Se antes da promulgação da Lei Maria da Penha eram possíveis penas alternativas como forma de punição pela violência praticada, depois da Lei, ficou proibido o uso de pena pecuniária, multa ou entrega de cestas básicas, e se permitiu a prisão em flagrante e a prisão preventiva do agressor, a depender dos riscos que a mulher corra. A pena mínima foi modificada, tendo sido reduzida para 3 meses e a máxima aumentada para 3 anos, acrescentando-se mais 1/3 no caso de portadoras de deficiência.

Outra importante mudança foi quanto à desistência da vítima em prestar denúncia contra o seu agressor. Antes de 2006, a mulher podia desistir da denúncia na própria delegacia, e depois de 2006, ela só fica permitida a desistir da denúncia perante o juiz. Fica à decisão do juiz fixar um limite mínimo de distância entre o agressor e a vítima, seus familiares e testemunhas, e pode também proibir qualquer tipo de contato com a agredida, seus familiares e testemunhas.

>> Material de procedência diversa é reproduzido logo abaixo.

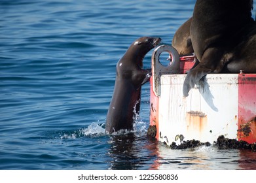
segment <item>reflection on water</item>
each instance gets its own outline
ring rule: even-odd
[[[215,145],[173,150],[133,133],[111,137],[109,143],[109,169],[256,169],[256,152],[248,150],[221,150]]]

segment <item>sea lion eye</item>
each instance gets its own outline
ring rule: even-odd
[[[141,44],[141,42],[140,41],[136,41],[134,42],[134,45],[139,45]]]

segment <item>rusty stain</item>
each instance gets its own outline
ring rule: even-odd
[[[206,114],[201,111],[193,111],[191,110],[190,112],[187,112],[191,116],[199,116],[199,117],[205,117],[206,116]]]
[[[188,130],[202,132],[207,125],[207,115],[202,112],[191,111],[187,112],[186,121]]]
[[[151,110],[152,110],[152,112],[156,112],[156,110],[155,108],[155,107],[154,107],[154,105],[153,105],[153,103],[151,103]]]
[[[240,129],[238,129],[240,138],[249,137],[250,133],[253,133],[253,131],[251,130],[252,125],[254,125],[254,127],[253,128],[255,128],[255,126],[256,125],[256,116],[253,117],[251,120],[248,122],[240,125]]]

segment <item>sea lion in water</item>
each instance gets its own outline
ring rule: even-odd
[[[252,7],[252,0],[196,1],[191,35],[200,63],[186,76],[184,96],[207,74],[256,72]]]
[[[151,76],[151,69],[142,69],[142,61],[160,41],[148,37],[137,39],[117,63],[115,89],[106,119],[107,133],[133,129],[139,112],[141,86]]]

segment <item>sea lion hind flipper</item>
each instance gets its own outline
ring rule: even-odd
[[[196,67],[194,69],[189,71],[186,76],[183,83],[183,95],[184,97],[189,96],[189,90],[194,87],[194,85],[199,82],[199,80],[204,76],[210,74],[212,71],[208,68],[202,67]]]

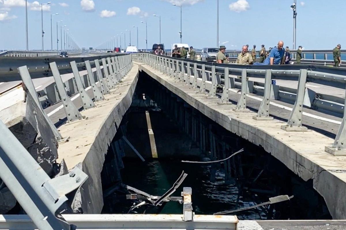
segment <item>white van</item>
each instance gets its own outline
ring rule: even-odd
[[[189,45],[187,44],[183,44],[182,43],[175,43],[174,44],[172,44],[171,47],[171,56],[172,56],[172,52],[173,52],[173,50],[174,48],[174,47],[176,45],[178,47],[178,49],[180,49],[183,46],[185,48],[185,49],[186,49],[188,51],[188,58],[189,58],[190,57],[190,55],[189,54],[189,52],[190,51],[190,47],[189,46]]]
[[[127,53],[137,53],[138,52],[137,50],[137,47],[134,46],[129,46],[126,47],[126,51],[125,51]]]

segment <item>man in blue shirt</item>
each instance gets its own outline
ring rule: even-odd
[[[280,41],[277,46],[272,49],[269,56],[264,60],[264,65],[279,65],[281,63],[284,50],[283,49],[283,42]]]

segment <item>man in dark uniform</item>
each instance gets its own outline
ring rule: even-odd
[[[338,44],[336,47],[333,50],[333,58],[334,59],[334,62],[335,63],[335,67],[340,67],[341,65],[341,45]]]
[[[172,50],[172,57],[173,57],[180,58],[180,50],[178,48],[178,46],[174,46],[174,48]]]

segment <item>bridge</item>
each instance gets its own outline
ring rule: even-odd
[[[106,155],[114,156],[113,175],[109,178],[113,181],[119,179],[125,144],[145,160],[121,125],[142,78],[151,86],[153,98],[173,115],[209,158],[222,159],[236,150],[220,148],[216,136],[211,134],[209,140],[209,128],[197,112],[225,130],[215,132],[263,148],[302,180],[312,181],[333,219],[345,219],[346,78],[342,68],[218,64],[148,53],[48,61],[1,58],[8,66],[0,69],[0,79],[18,83],[0,96],[0,191],[8,188],[11,192],[2,193],[4,200],[9,203],[14,197],[28,215],[0,216],[0,229],[73,228],[70,224],[78,229],[261,229],[292,225],[300,229],[344,224],[195,215],[193,191],[177,186],[172,188],[182,191],[181,215],[97,214],[105,194],[114,189],[102,191]],[[274,79],[277,85],[271,84]],[[60,164],[58,175],[55,162]],[[226,162],[225,174],[230,176],[233,166]],[[171,194],[161,199],[170,199]],[[288,198],[281,196],[270,203]],[[84,214],[68,214],[74,212]]]

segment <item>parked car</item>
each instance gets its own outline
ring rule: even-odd
[[[201,54],[202,61],[216,62],[216,55],[219,50],[219,48],[203,48]]]
[[[189,54],[189,52],[190,51],[190,47],[189,46],[189,45],[187,44],[182,44],[181,43],[175,43],[174,44],[172,44],[172,45],[171,47],[171,56],[172,56],[172,52],[173,49],[174,49],[174,47],[175,45],[177,45],[178,48],[180,49],[183,46],[185,47],[185,49],[186,50],[188,51],[188,57],[187,58],[189,58],[190,57],[190,55]]]
[[[69,54],[67,52],[63,51],[60,53],[60,57],[69,57]]]
[[[137,53],[138,52],[137,47],[134,46],[129,46],[126,47],[126,53]]]

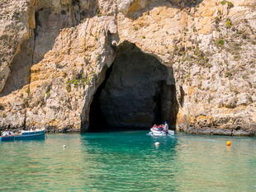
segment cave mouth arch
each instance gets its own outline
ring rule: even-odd
[[[127,41],[116,53],[93,96],[88,131],[148,129],[164,120],[173,129],[178,102],[173,68]]]

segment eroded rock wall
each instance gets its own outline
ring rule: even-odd
[[[20,0],[0,7],[2,127],[86,130],[93,94],[129,41],[173,68],[178,129],[255,134],[254,0]]]

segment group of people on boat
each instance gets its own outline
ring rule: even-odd
[[[2,137],[12,136],[12,135],[13,135],[13,133],[11,131],[2,132],[2,133],[0,133],[0,136],[2,136]]]
[[[168,124],[166,121],[164,121],[164,124],[154,124],[153,127],[152,127],[152,129],[153,130],[155,130],[155,131],[164,131],[164,132],[168,132]]]

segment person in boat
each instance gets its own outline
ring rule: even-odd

E o último dispositivo da Lei, que para Maria Berenice Dias (2007, p. 25) é um dos mais importantes, é o que permite o Juiz determinar o comparecimento obrigatório do agressor a programas de recuperação e reeducação, o que faz o agressor ser reeducado psicologicamente para não voltar a agredir a mulher.

2.3. A VIOLÊNCIA E A MULHER NA HISTÓRIA

A violência contra a mulher é produto de uma construção histórica e social. Ao longo dos tempos, as mulheres sempre foram inferiorizadas perante o homem. Desde os primórdios, a cultura humana caracteriza o sexo feminino como o sexo frágil, colocando a figura da mulher como um ser dependente da figura masculina.

A submissão da mulher perante o homem é fato ocorrido desde os chamados “tempos das cavernas” com a famosa figura do homem puxando a mulher pelos cabelos. Na Grécia antiga, a diferenciação entre os gêneros era clara, como elucida Tânia Pinafi em seu artigo intitulado “Violência contra a mulher: políticas públicas e medidas protetivas na contemporaneidade”:

“Na Grécia Antiga havia muitas diferenças entre homens e mulheres. As mulheres não tinham direitos jurídicos, não recebiam educação formal, eram proibidas de aparecer em público sozinhas, sendo confinadas em suas próprias casas em um aposento particular (Gineceu), enquanto aos homens, estes e muitos outros direitos eram permitidos.” (PINAFI, 2013).

Em Roma, a mulher não era considerada cidadã e consequentemente não podia exercer nenhum cargo público (FUNARI, apud, PINAFI, 2013). A exclusão social, jurídica e política da mulher a colocava no mesmo patamar das crianças e escravos, dando a ela apenas a função social de procriadora.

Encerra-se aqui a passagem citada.